Mais nous ne pouvons pas rester indifférents aujourd'hui aux menaces idéologiques qui pèsent sur notre monde. La Deuxième Guerre mondiale et les invasions auxquelles se sont livrées les armées hitlériennes soulignent le danger auquel nous pouvons et nous devons faire face dans notre monde contemporain

Dimitri Casali : Il s’agit de la lutte contre le totalitarisme. Il faut être absolument vigilant. Le totalitarisme renaît sans cesse. Nous le voyons avec le danger représenté par la Russie et l’invasion en Ukraine. Sous une forme différente, la Chine constitue aussi une menace.
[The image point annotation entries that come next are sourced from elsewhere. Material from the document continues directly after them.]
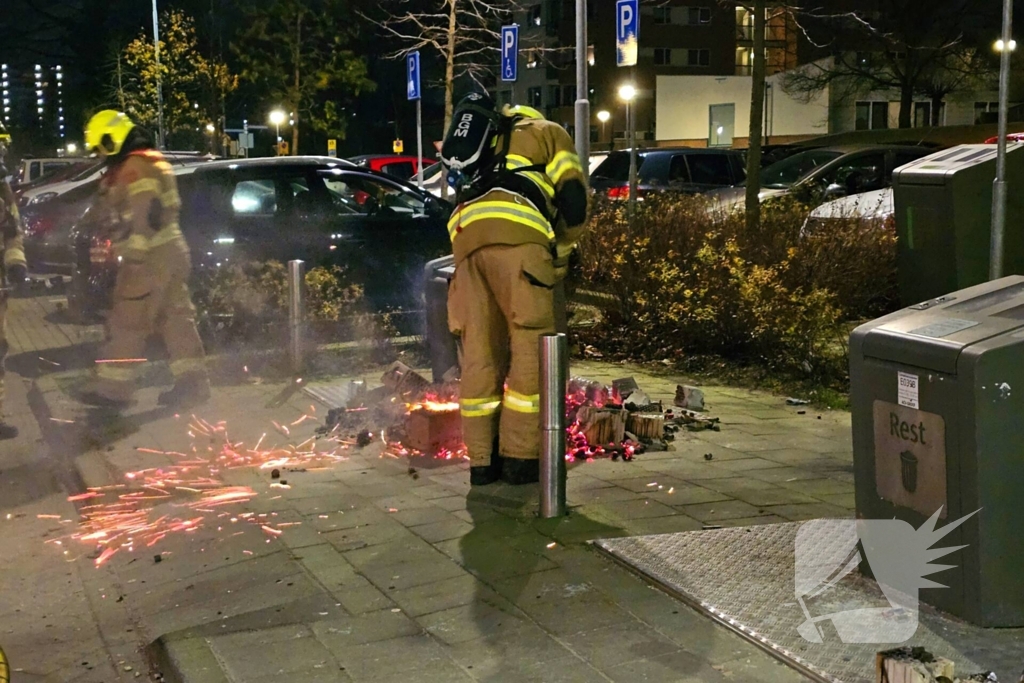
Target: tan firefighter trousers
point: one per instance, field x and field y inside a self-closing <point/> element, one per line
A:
<point x="150" y="298"/>
<point x="3" y="345"/>
<point x="500" y="302"/>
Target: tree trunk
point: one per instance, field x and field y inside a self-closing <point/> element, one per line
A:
<point x="906" y="107"/>
<point x="936" y="109"/>
<point x="297" y="57"/>
<point x="757" y="121"/>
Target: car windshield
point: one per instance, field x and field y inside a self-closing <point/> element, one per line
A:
<point x="616" y="166"/>
<point x="784" y="174"/>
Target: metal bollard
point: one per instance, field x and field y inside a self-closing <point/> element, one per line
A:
<point x="554" y="355"/>
<point x="296" y="312"/>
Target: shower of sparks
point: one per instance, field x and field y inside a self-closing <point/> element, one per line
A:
<point x="188" y="492"/>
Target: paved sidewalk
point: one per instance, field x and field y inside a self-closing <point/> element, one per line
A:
<point x="390" y="568"/>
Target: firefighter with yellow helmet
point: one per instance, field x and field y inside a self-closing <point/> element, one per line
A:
<point x="13" y="265"/>
<point x="521" y="197"/>
<point x="137" y="212"/>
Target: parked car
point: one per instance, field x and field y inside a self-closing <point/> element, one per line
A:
<point x="34" y="169"/>
<point x="686" y="170"/>
<point x="48" y="191"/>
<point x="825" y="173"/>
<point x="434" y="176"/>
<point x="868" y="209"/>
<point x="317" y="209"/>
<point x="399" y="166"/>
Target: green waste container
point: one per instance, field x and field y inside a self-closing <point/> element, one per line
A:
<point x="937" y="399"/>
<point x="943" y="206"/>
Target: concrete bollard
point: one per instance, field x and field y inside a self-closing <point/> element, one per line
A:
<point x="296" y="313"/>
<point x="554" y="377"/>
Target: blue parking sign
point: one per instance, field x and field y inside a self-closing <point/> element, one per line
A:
<point x="627" y="32"/>
<point x="510" y="53"/>
<point x="413" y="76"/>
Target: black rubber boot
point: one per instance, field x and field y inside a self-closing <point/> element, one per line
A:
<point x="7" y="431"/>
<point x="516" y="471"/>
<point x="188" y="390"/>
<point x="481" y="476"/>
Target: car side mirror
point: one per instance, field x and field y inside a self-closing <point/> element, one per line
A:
<point x="835" y="190"/>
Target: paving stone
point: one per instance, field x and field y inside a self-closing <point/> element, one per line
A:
<point x="776" y="496"/>
<point x="676" y="667"/>
<point x="442" y="530"/>
<point x="440" y="595"/>
<point x="804" y="511"/>
<point x="372" y="662"/>
<point x="616" y="644"/>
<point x="613" y="511"/>
<point x="487" y="617"/>
<point x="712" y="512"/>
<point x="339" y="634"/>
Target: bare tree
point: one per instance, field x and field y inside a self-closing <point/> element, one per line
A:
<point x="893" y="47"/>
<point x="465" y="34"/>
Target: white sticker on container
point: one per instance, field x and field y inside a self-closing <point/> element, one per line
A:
<point x="906" y="390"/>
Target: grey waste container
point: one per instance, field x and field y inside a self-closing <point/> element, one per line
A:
<point x="440" y="343"/>
<point x="943" y="206"/>
<point x="937" y="399"/>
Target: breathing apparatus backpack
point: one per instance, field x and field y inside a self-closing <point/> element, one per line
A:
<point x="475" y="154"/>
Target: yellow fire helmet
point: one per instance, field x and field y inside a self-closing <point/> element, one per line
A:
<point x="107" y="131"/>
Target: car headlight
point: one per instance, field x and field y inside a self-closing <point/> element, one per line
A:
<point x="42" y="197"/>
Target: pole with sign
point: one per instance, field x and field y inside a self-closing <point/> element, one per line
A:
<point x="510" y="55"/>
<point x="414" y="93"/>
<point x="627" y="47"/>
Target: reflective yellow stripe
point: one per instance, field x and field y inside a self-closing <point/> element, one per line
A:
<point x="143" y="185"/>
<point x="480" y="408"/>
<point x="187" y="367"/>
<point x="516" y="213"/>
<point x="564" y="162"/>
<point x="521" y="402"/>
<point x="116" y="372"/>
<point x="165" y="235"/>
<point x="515" y="161"/>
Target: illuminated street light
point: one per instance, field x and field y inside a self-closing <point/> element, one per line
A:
<point x="278" y="117"/>
<point x="603" y="116"/>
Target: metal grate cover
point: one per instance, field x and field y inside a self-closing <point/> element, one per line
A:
<point x="743" y="579"/>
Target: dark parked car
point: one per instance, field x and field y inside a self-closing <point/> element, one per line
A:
<point x="321" y="210"/>
<point x="687" y="170"/>
<point x="826" y="173"/>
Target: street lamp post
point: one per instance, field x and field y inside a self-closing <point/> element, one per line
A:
<point x="160" y="81"/>
<point x="603" y="117"/>
<point x="276" y="118"/>
<point x="1006" y="46"/>
<point x="628" y="93"/>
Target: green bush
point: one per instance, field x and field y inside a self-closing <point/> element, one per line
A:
<point x="689" y="280"/>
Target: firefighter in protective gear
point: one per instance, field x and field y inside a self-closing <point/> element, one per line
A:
<point x="517" y="220"/>
<point x="137" y="212"/>
<point x="13" y="265"/>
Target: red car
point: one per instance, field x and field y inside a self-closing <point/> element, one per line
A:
<point x="398" y="166"/>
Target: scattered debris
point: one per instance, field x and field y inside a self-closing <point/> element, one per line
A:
<point x="689" y="397"/>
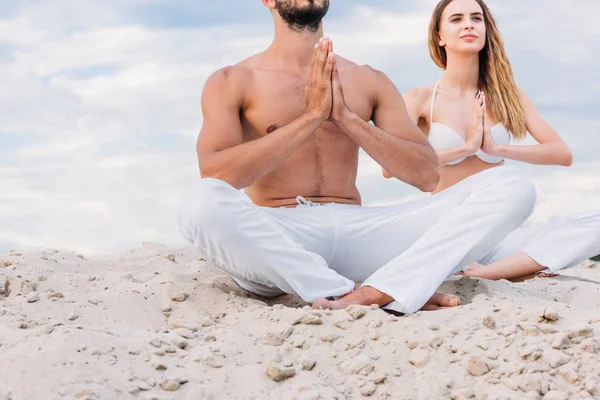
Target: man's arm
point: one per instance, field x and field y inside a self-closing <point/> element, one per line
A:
<point x="223" y="155"/>
<point x="395" y="142"/>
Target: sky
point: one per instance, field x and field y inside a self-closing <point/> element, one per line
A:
<point x="100" y="104"/>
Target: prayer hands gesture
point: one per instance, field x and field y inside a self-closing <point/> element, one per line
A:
<point x="324" y="93"/>
<point x="476" y="126"/>
<point x="319" y="97"/>
<point x="489" y="144"/>
<point x="480" y="131"/>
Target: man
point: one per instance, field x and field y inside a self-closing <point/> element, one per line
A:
<point x="286" y="125"/>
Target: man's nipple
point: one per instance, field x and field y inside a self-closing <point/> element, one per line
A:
<point x="272" y="128"/>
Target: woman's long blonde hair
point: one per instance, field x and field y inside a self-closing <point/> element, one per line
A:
<point x="495" y="73"/>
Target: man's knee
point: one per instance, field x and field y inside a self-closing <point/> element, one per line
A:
<point x="203" y="204"/>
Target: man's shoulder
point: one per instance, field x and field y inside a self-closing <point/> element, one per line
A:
<point x="236" y="74"/>
<point x="364" y="71"/>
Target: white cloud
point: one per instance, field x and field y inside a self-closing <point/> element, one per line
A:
<point x="110" y="108"/>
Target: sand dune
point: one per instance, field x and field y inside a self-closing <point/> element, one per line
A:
<point x="160" y="323"/>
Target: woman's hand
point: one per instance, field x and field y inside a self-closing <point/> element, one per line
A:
<point x="488" y="145"/>
<point x="475" y="133"/>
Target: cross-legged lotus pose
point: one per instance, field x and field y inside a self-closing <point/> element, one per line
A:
<point x="470" y="116"/>
<point x="286" y="126"/>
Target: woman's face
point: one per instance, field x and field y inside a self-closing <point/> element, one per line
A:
<point x="462" y="27"/>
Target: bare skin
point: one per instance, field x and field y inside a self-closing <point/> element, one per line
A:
<point x="367" y="296"/>
<point x="290" y="121"/>
<point x="462" y="107"/>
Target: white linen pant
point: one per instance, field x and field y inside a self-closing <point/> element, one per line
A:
<point x="563" y="243"/>
<point x="405" y="250"/>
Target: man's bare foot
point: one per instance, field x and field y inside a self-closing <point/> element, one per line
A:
<point x="441" y="301"/>
<point x="475" y="270"/>
<point x="367" y="296"/>
<point x="363" y="296"/>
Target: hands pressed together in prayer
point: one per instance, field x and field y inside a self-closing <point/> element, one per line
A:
<point x="324" y="92"/>
<point x="480" y="136"/>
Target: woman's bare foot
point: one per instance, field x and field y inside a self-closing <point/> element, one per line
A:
<point x="367" y="296"/>
<point x="496" y="272"/>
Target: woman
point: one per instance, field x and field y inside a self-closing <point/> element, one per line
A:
<point x="470" y="117"/>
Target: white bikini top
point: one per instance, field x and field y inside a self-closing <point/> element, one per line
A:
<point x="441" y="136"/>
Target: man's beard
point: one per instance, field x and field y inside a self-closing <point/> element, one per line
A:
<point x="301" y="18"/>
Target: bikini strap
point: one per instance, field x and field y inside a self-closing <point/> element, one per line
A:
<point x="433" y="102"/>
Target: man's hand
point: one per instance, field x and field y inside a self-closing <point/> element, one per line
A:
<point x="339" y="108"/>
<point x="319" y="98"/>
<point x="475" y="133"/>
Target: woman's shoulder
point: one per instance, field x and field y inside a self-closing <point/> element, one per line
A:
<point x="419" y="98"/>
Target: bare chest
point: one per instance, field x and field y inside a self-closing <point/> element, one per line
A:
<point x="276" y="99"/>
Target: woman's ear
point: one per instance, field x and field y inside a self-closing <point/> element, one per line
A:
<point x="270" y="4"/>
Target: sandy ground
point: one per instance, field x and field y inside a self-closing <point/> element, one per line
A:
<point x="160" y="323"/>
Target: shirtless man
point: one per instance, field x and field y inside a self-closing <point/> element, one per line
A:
<point x="286" y="125"/>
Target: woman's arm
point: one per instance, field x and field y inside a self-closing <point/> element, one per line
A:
<point x="550" y="150"/>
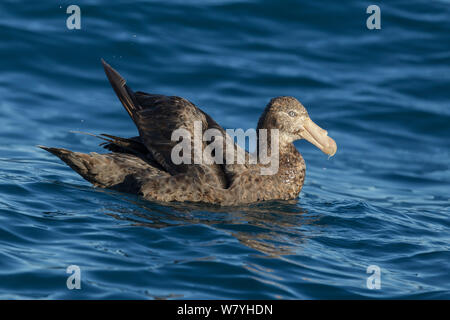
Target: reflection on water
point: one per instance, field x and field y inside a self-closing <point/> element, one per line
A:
<point x="270" y="228"/>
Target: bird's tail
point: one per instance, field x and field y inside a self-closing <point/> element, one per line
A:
<point x="89" y="166"/>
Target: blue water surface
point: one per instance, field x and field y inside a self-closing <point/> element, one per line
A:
<point x="383" y="199"/>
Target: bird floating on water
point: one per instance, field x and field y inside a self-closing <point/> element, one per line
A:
<point x="143" y="164"/>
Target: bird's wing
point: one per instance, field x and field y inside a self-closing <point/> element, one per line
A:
<point x="157" y="117"/>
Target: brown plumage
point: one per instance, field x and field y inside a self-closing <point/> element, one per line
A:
<point x="143" y="165"/>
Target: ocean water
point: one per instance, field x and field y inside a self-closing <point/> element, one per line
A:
<point x="382" y="200"/>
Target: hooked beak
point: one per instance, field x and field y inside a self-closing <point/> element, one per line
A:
<point x="318" y="137"/>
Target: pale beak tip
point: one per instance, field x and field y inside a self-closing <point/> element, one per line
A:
<point x="331" y="148"/>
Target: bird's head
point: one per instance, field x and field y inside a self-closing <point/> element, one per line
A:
<point x="290" y="117"/>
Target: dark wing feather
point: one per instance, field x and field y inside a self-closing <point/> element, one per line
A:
<point x="156" y="117"/>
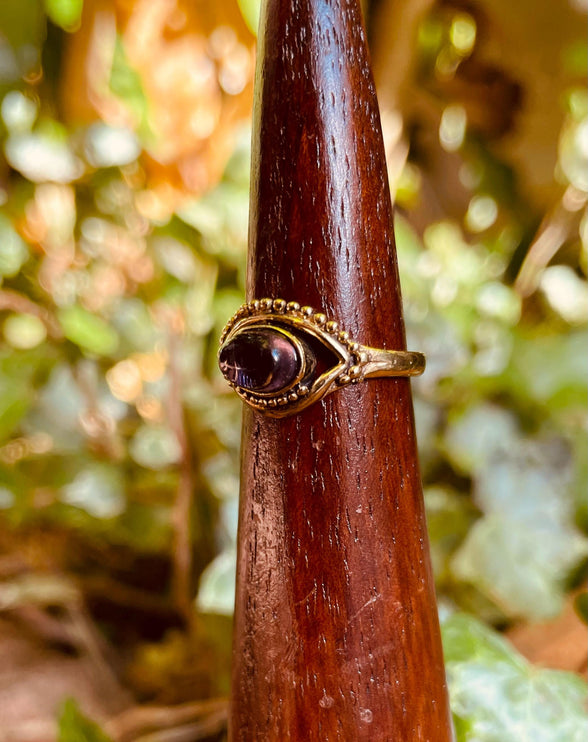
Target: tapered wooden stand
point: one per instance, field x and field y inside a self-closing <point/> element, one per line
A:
<point x="336" y="629"/>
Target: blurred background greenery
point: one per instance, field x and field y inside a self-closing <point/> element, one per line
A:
<point x="124" y="129"/>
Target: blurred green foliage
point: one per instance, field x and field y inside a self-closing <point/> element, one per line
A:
<point x="115" y="283"/>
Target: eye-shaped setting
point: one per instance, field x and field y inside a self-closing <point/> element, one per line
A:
<point x="281" y="357"/>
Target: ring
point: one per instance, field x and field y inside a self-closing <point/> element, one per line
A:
<point x="281" y="357"/>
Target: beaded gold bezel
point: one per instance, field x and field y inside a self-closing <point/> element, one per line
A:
<point x="356" y="361"/>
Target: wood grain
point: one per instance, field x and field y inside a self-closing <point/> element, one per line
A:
<point x="336" y="629"/>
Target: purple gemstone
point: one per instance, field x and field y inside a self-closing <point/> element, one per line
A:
<point x="263" y="360"/>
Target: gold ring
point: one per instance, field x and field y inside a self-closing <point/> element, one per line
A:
<point x="281" y="357"/>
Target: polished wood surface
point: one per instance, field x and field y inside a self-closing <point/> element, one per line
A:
<point x="336" y="629"/>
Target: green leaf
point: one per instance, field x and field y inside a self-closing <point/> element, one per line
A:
<point x="250" y="12"/>
<point x="125" y="82"/>
<point x="478" y="434"/>
<point x="73" y="726"/>
<point x="522" y="569"/>
<point x="89" y="332"/>
<point x="497" y="696"/>
<point x="15" y="400"/>
<point x="13" y="250"/>
<point x="217" y="585"/>
<point x="65" y="13"/>
<point x="521" y="552"/>
<point x="155" y="447"/>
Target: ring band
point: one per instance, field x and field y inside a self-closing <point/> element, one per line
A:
<point x="281" y="357"/>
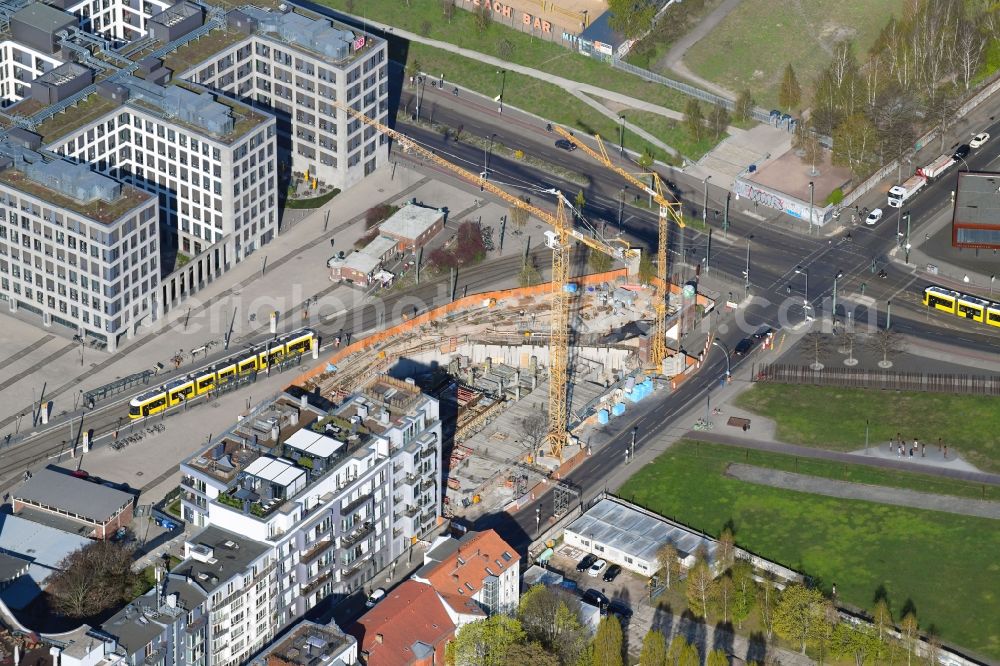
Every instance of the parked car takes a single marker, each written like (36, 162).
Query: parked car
(745, 346)
(595, 598)
(619, 608)
(596, 568)
(375, 597)
(585, 563)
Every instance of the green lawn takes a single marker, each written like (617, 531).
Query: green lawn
(834, 418)
(543, 99)
(425, 17)
(673, 133)
(752, 45)
(943, 563)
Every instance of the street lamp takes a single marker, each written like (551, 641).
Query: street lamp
(812, 189)
(704, 207)
(722, 345)
(503, 84)
(746, 273)
(487, 153)
(621, 210)
(799, 270)
(836, 277)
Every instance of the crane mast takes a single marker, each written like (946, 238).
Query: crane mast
(560, 244)
(669, 210)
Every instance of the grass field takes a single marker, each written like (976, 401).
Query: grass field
(944, 564)
(834, 418)
(535, 96)
(543, 99)
(752, 45)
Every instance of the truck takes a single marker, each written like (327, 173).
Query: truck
(900, 193)
(937, 167)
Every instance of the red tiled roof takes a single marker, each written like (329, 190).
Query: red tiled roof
(461, 574)
(411, 613)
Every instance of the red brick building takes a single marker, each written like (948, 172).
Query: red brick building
(96, 510)
(409, 627)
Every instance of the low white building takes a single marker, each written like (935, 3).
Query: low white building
(630, 536)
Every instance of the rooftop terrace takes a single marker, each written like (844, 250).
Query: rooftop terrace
(86, 111)
(195, 51)
(98, 209)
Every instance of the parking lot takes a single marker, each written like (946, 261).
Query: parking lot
(627, 590)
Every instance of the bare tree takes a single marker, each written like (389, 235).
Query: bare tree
(816, 345)
(887, 343)
(969, 49)
(807, 144)
(518, 216)
(666, 558)
(93, 579)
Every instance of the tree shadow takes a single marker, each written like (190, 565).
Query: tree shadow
(693, 630)
(663, 620)
(881, 594)
(723, 637)
(756, 647)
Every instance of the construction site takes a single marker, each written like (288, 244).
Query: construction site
(488, 360)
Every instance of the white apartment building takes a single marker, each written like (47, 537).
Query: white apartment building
(19, 66)
(335, 492)
(76, 248)
(119, 21)
(294, 63)
(209, 160)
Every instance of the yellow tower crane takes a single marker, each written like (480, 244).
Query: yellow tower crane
(668, 210)
(559, 241)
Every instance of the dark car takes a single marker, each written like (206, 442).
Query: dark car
(595, 598)
(618, 607)
(585, 563)
(612, 573)
(745, 346)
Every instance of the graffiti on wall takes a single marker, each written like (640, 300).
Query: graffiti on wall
(759, 196)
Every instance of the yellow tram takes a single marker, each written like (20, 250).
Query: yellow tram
(251, 360)
(963, 305)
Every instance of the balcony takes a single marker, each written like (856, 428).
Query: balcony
(357, 536)
(316, 551)
(313, 586)
(356, 504)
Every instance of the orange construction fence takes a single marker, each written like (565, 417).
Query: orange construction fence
(437, 313)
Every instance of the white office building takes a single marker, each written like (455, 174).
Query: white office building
(294, 63)
(335, 492)
(209, 160)
(76, 248)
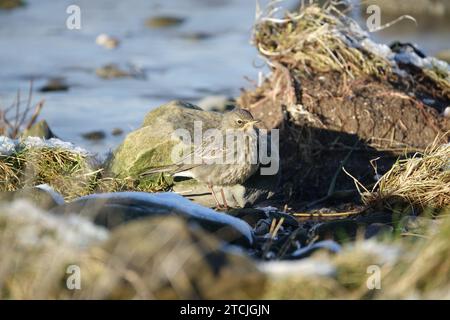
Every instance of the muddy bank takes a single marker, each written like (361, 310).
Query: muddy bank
(342, 100)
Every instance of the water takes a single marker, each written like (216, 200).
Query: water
(35, 44)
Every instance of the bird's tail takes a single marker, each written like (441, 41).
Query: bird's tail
(169, 168)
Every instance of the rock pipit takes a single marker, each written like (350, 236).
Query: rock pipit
(228, 157)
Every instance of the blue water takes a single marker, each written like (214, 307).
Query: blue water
(35, 44)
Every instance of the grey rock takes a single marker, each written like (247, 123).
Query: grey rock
(113, 209)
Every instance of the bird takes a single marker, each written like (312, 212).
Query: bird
(238, 143)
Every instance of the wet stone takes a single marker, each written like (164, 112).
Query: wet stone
(114, 209)
(55, 84)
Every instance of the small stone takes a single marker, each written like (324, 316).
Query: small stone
(163, 21)
(377, 229)
(94, 135)
(218, 103)
(113, 209)
(196, 36)
(111, 71)
(55, 84)
(107, 41)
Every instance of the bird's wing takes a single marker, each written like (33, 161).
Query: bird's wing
(210, 151)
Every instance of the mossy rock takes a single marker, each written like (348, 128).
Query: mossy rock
(151, 145)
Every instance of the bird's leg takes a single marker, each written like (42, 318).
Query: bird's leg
(224, 199)
(214, 195)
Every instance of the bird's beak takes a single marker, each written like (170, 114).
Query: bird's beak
(251, 123)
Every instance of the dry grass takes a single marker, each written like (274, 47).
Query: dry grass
(316, 39)
(70, 173)
(416, 268)
(20, 115)
(422, 180)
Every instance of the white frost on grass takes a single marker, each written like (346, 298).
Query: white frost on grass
(305, 267)
(175, 202)
(37, 228)
(59, 199)
(36, 142)
(7, 146)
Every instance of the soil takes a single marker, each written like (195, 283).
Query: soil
(328, 121)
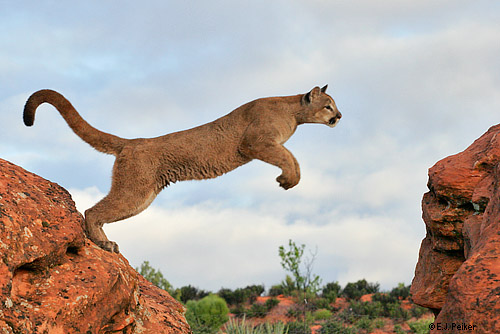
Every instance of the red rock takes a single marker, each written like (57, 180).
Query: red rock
(458, 270)
(53, 280)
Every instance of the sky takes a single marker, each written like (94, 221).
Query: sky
(416, 81)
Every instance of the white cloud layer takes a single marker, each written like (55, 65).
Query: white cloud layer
(415, 81)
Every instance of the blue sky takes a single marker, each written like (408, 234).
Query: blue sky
(415, 81)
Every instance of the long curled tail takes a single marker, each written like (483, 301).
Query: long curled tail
(101, 141)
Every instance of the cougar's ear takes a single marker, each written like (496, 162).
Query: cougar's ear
(313, 94)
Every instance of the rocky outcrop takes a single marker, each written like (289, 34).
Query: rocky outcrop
(458, 270)
(53, 280)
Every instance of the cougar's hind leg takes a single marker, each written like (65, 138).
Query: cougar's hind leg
(127, 197)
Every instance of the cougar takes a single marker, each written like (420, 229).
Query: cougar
(144, 166)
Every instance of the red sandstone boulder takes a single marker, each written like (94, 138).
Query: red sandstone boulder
(53, 280)
(458, 270)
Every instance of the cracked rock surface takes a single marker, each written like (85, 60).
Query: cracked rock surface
(458, 270)
(54, 280)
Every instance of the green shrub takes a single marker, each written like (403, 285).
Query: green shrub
(322, 314)
(364, 323)
(421, 326)
(241, 295)
(297, 327)
(271, 303)
(398, 329)
(154, 276)
(384, 298)
(417, 311)
(401, 291)
(276, 290)
(207, 315)
(335, 327)
(331, 291)
(294, 312)
(379, 323)
(357, 289)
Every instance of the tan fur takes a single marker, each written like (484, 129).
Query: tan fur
(143, 167)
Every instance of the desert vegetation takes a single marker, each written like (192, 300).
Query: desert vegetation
(300, 304)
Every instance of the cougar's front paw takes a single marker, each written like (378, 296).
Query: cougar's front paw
(109, 246)
(287, 182)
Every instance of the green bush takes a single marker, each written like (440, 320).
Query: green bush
(421, 326)
(241, 296)
(297, 327)
(271, 303)
(357, 289)
(322, 314)
(331, 291)
(234, 326)
(417, 311)
(401, 291)
(207, 315)
(257, 311)
(189, 292)
(379, 323)
(384, 298)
Il faut absolument que la France se réconcilie avec son histoire et notamment son histoire militaire qui n’est plus enseignée dans nos écoles. La France possède pourtant une histoire militaire glorieuse. Winston Churchill disait que l’armée française était celle qui avait remporté le plus de victoires dans toute l’histoire. Aujourd’hui, les critiques sur l’armée française, en particulier à l’extrême gauche avec les écologistes qui souhaitent supprimer le défilé du 14 juillet, sont sidérantes. 

À Lire Aussi

Bataille de France : l’étrange commémoration

La désignation du nazisme comme ennemi absolu était évidente. Dans un monde devenu complexe, où les adversaires sont aussi des partenaires ponctuels, peut-on se contenter d’une célébration manichéenne ?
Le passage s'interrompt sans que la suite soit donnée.